Although Balquhain is first documented as a site with a tower and fortalice in 1545 (Reg Magni Sig Reg Scot 1984c, 734), it has characteristics that make it likely to be somewhat earlier including the large rectangular chamber-block with crenellations. The estate of Balquhain first appears as a barony in 1511 (Reg Magni Sig Reg Scot 1984b, 775-6), but it was the eponymous possession of Sir William Leslie of Balquhain as early as 1460 (Reg Magni Sig Reg Scot 1984, 157), a blood relative of the lord of Leslie of that Ilk. The castle was apparently destroyed in 1526, and rebuilt in 1530 (MacGibbon and Ross 1887-92).

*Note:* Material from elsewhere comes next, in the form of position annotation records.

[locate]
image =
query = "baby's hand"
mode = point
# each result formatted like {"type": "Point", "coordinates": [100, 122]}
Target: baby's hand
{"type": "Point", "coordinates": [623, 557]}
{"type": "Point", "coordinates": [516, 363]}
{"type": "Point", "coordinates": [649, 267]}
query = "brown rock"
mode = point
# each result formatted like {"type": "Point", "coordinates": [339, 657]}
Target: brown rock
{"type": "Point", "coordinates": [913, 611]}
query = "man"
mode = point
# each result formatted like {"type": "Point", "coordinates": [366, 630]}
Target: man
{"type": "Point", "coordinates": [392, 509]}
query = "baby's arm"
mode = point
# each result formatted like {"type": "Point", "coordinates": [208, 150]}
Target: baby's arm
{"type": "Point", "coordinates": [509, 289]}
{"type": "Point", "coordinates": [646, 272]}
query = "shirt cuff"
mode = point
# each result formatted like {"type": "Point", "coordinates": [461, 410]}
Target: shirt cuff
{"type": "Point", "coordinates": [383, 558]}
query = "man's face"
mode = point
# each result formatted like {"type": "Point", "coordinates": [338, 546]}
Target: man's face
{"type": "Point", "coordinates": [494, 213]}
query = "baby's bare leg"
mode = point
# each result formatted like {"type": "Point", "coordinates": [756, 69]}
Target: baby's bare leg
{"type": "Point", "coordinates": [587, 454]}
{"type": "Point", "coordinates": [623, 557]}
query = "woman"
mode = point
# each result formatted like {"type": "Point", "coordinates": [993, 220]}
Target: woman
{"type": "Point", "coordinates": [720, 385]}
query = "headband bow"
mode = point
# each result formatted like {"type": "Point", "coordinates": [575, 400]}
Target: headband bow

Queen Mary spent the night here before the Battle of Corrichie in 1562, but the castle has been abandoned since the Duke of Cumberland burnt it in 1746, and was already on a downward social spiral after the move to Fetternear by Count Leslie in the 1690's (W D Simpson 1936). The house is described as an `old seat of the Leslyes of Balquhoyn' in 1724 (Macfarlane 1906-8).
Visited by RCAHMS (PJD), 17 May 2001.
D MacGibbon and T Ross 1887-92; W MacFarlane 1906-8; W D Simpson 1936; Reg Mag Sig 1984.